Dan de aankondiging: 'Opvang van Oekraïners wordt kariger. Enthousiasme in Europa begint te tanen.' Bevat vermoedelijk ook niet iets nieuws. Geleuter in de ruimte over zaken die voor de hand liggen.
Dan krijgen we: 'Onzichtbaar zijn lijkt me heerlijk'. Tessa Jonge Poerink maakte een podcast over klein-zijn. Maar als die mevrouw zo graag onzichtbaar is, omdat ze zo klein is, waarom maakt ze dan een podcast? Te lui om het verhaal fatsoenlijk op te schrijven. Vervolgens een verondersteld negatief lichaamsaspect benutten om in de schijnwerpers te komen staan.
Wat we op dit punt dus al kunnen leren, is dat sommige kleine mensen kennelijk erg graag publiciteit willen, maar ook behoorlijk lui zijn. Kortom, het zijn eigenlijk heel normale mensen. Tja, daar was ik al bang voor.
Dan krijgen we het enige verhaal op de voorpagina. Het beslaat de onderste helft. 'Niet tot last willen zijn, dat telt zwaar bij denken over euthanasie', is de titel. Kan het allemaal nog glibbiger?
In de kleine subkop boven deze kop staat: 'Een keuze voor euthanasie is geen individuele beslissing, blijkt uit onderzoek van Trouw. De mening van naasten en de eventuele belasting voor de omgeving spelen een grote rol.'
Een moderne krant die onderzoek doet? Mijn ervaring als onderzoeker is, dat dat een recept voor ellende is. Moderne journalisten hebben nog minder onderzoeksvaardigheden dan moderne onderzoekers. Je weet dus als het ware al bij voorbaat: dat moet wel helemaal misgaan.
Hoe wil je door onderzoek dit soort conclusies hard maken? Je gaat duizend stervende mensen interviewen? Heeft Trouw dat echt gedaan? Is dat ethisch? Nee, natuurlijk hebben ze dat niet gedaan.
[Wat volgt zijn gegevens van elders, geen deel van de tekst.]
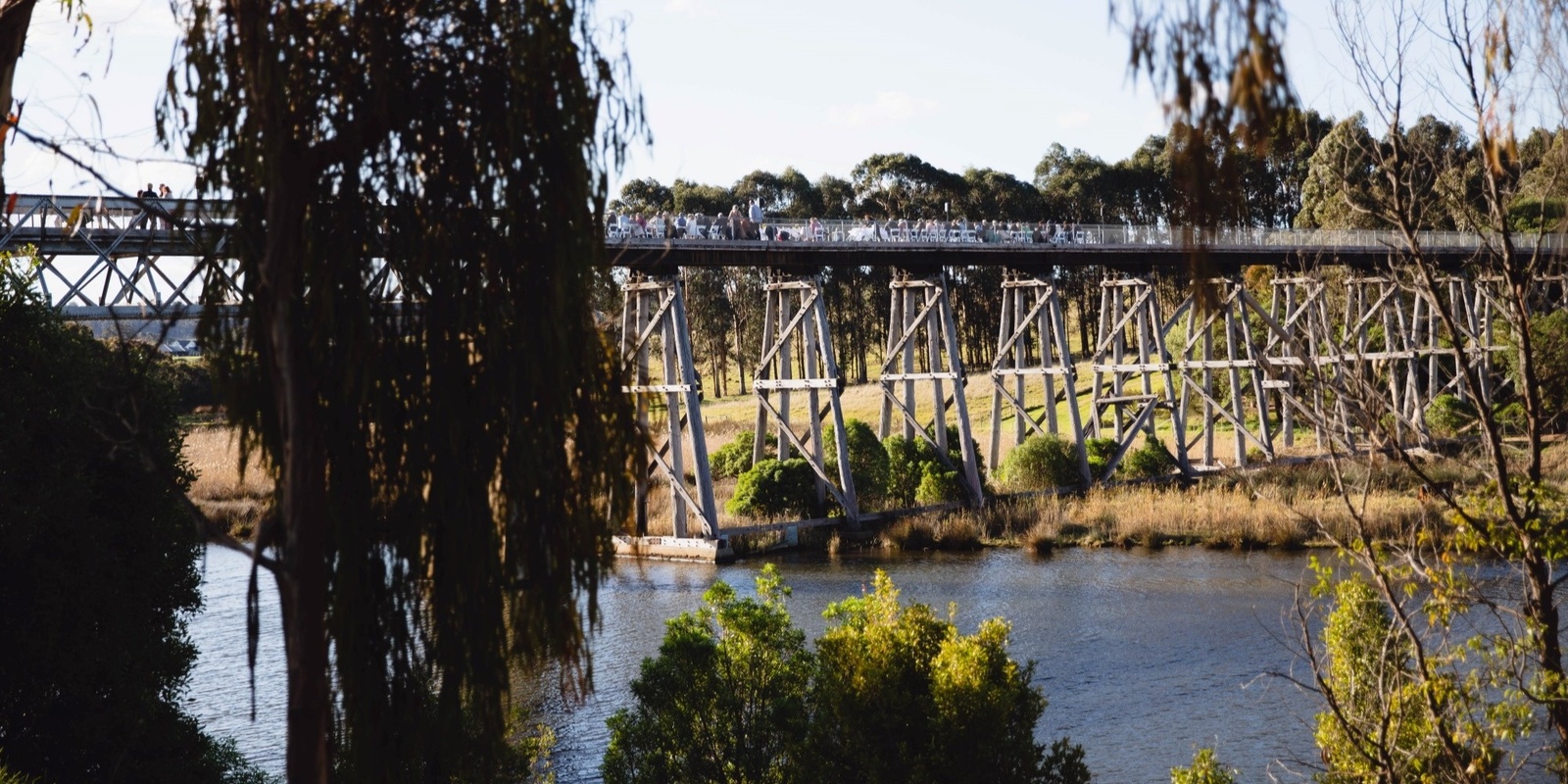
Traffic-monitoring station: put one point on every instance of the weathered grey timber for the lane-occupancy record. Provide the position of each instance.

Maar stel, dat die uitspraak klopt. De keuze voor euthanasie wordt niet door het individu zelf genomen, maar ook door zijn omgeving. Dan spreek je dus in feite over moord. Over wat ze in nazi-Duitsland deden met Joden, zieken, geestelijk gehandicapten en mensen die om andere redenen afweken van hun norm.
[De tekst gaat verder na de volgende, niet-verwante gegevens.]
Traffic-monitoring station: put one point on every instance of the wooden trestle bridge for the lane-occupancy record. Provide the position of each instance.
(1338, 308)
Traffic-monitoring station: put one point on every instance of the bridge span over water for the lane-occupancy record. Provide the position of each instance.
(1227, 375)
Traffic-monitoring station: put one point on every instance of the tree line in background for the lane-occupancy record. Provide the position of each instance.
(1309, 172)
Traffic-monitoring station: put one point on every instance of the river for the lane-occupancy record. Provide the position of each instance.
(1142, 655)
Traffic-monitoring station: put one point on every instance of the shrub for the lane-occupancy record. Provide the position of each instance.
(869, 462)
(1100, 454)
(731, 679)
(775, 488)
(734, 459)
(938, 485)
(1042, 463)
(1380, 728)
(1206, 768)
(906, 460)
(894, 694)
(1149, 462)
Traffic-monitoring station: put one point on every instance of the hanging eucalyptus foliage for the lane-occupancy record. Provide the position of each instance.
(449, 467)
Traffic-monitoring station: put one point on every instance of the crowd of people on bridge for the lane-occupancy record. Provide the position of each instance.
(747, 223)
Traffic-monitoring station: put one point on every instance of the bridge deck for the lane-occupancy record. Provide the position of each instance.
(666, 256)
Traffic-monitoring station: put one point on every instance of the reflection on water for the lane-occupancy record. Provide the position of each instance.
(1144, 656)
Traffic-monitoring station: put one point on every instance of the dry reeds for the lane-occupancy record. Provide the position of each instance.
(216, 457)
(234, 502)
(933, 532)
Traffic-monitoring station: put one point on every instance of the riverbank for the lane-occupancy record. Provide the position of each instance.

Dat werpt een interessant licht op de mensen waarmee Trouw gepraat heeft. Eigenlijk: verkapte fascisten dus. Maar het leuke is, ze realiseren zich dat zelf niet, want ze willen wel graag met hun verhaal in de krant. Mensen die openlijk hun fascisme uitdragen, maar dat zelf niet zien als iets dat je misschien maar beter niet kunt doen. Mijn voormalige baas zou zeggen: het is wat!
Als we afgaan op deze ene voorpagina van deze weekend-Trouw, dan is het tegenwoordig vooral opinie dat in het weekend over ons wordt uitgestort.
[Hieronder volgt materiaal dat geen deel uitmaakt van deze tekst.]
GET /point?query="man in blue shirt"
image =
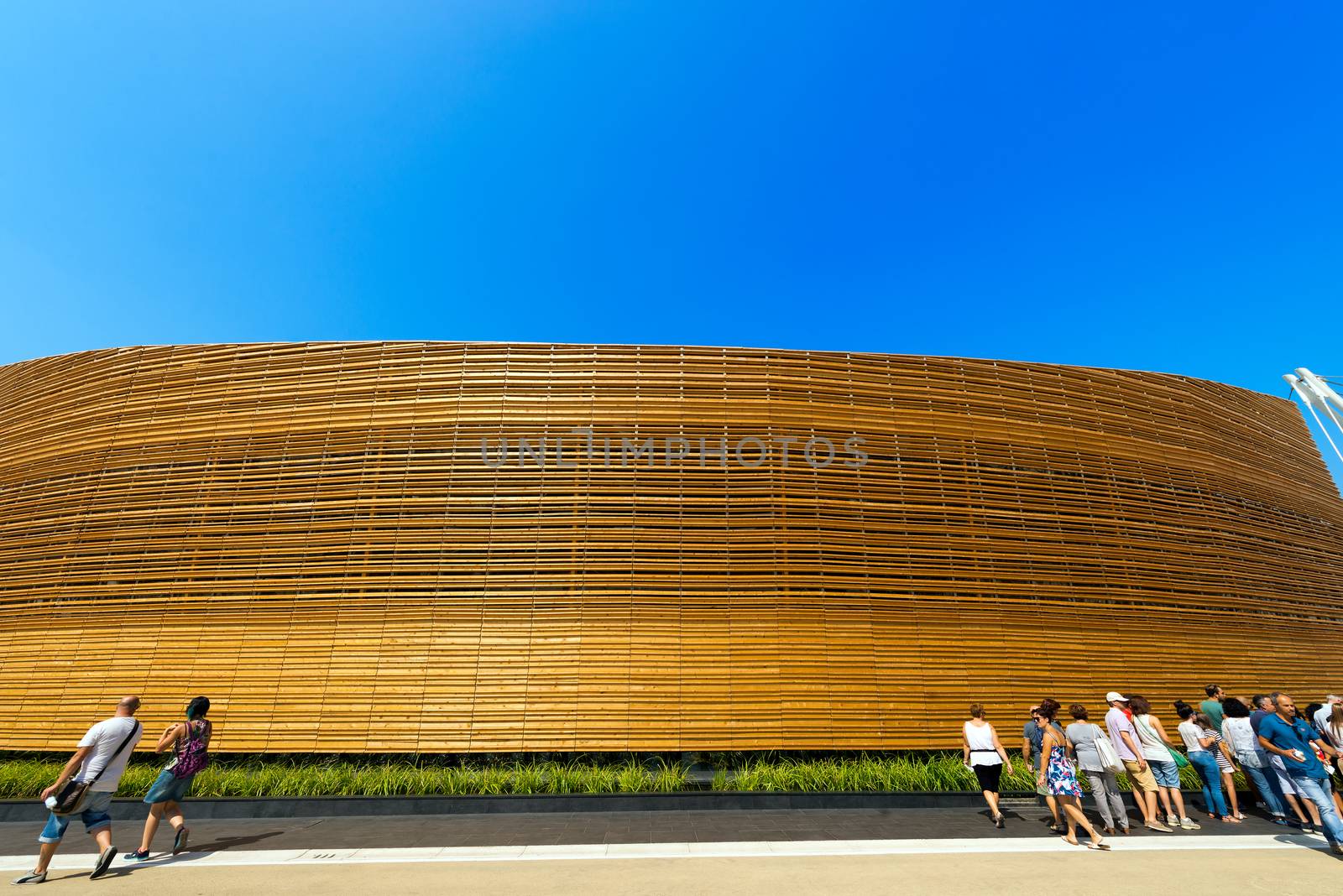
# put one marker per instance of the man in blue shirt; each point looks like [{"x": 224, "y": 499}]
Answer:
[{"x": 1293, "y": 739}]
Bevatte de rest van deze Trouw veel lezenswaardigs dat geen opinie was? Als het er wel was, is het me niet opgevallen.
Als je mag afgaan op deze beperkte informatie, geldt kennelijk: we leven in een samenleving waarin veel mensen (en misschien wel steeds meer) kennelijk vooral denken en geloven in opinies. Te vrezen valt dat de harde natuur zich van al dat fraais weinig aan zal trekken.
Maar het conflict met de harde natuur dat je daardoor naar verwachting krijgt, is niet het enige gevolg. Mensen die hoog scoren op bevooroordeeldheid, wat ik vroeger aanduidde als de 'zooifactor', zoeken de oplossingen van alle mogelijke problemen die ze zien (en dat zijn er vele en worden er steeds meer) in oorlog, geweld en haat. De oorzaak van alle problemen is de ander. In eerste instantie zoekt men die ander in minderheidsgroepen, in laatste instantie zoekt men die ander ook in eigen kring.
Denken in vooroordelen is gemakkelijk en verleidelijk, maar lost uiteindelijk niets op. In tegendeel: we weten dat het leidt tot diepe ellende en volstrekte chaos.